決算発表では久しぶりに通期の業績を売上2兆円→18200億円、営業利益6300億円→5300億円、経常利益5800億円→3700億円に減額した。

主な理由は円高であるが、これまで円高下でも増額修正してきただけに、今回の業績修正は株価に大きなインパクトを与えた。

3四半期の説明会には通常は岩田社長が出席しないが、今回はトップが直接に足元の状況、そして「なぜ減額した?」の説明を行った。

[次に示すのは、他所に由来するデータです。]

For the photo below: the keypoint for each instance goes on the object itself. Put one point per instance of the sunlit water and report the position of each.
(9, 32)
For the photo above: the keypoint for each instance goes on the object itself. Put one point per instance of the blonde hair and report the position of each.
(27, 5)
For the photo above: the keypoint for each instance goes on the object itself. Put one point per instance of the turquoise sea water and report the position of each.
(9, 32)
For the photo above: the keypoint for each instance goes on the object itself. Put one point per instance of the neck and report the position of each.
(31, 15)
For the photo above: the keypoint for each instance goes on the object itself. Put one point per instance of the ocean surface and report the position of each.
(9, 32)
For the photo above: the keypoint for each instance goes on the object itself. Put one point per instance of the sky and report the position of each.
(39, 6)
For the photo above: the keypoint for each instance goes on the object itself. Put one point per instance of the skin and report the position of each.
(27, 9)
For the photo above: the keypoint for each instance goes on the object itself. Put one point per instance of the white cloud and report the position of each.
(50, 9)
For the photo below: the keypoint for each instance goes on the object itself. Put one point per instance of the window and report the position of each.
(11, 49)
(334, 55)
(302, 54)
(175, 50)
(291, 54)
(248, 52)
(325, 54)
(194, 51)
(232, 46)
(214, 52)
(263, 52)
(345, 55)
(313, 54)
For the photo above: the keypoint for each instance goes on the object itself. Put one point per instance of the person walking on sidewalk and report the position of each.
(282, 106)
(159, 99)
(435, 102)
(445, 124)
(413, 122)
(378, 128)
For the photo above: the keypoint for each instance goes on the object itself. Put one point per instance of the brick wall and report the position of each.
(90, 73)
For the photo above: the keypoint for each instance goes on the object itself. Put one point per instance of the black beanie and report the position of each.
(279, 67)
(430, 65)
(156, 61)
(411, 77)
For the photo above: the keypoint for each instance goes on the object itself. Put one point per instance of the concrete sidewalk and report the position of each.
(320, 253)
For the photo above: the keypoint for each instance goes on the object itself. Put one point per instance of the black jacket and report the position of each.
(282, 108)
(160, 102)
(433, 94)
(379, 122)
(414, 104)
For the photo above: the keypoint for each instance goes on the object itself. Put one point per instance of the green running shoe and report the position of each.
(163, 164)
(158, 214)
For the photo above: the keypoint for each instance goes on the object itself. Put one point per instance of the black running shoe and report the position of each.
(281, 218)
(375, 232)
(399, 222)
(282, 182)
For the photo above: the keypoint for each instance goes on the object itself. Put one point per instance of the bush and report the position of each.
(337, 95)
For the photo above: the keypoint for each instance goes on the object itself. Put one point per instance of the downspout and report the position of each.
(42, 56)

減額修正したとはいえ売上+8.8%、営業利益+8.8%と史上最高を更新する。

減額のおもな要因は為替が円高になったために売上がその分だけ減ったことと、為替差損が出たかことが大きな理由であった。

今回の決算発表後、株価が売られたのは、①これまでは増額修正されるのが通例であったが久しぶりに減額された②Wiiの販売計画が100万台減額されたーということである。

投資家の同社に対しての期待感の目線の高さが、株価の人気を支えてきたが、今回は失望感が大きかった。

現在の日本企業では任天堂のようにイノベーションで成長を続け、日本のハイテクの強さを世界に誇示できるところは知らない。しかし現在の市場の人気は中、長期の成長力よりも足元の動きを重視する。

アナリストは決算発表後も「買い」という評価を据え置くところが大半である。アナリストの視点と市場の視点の食い違いが出てきた代表的なケースである。株価は当面は波乱を繰り返しそうだ。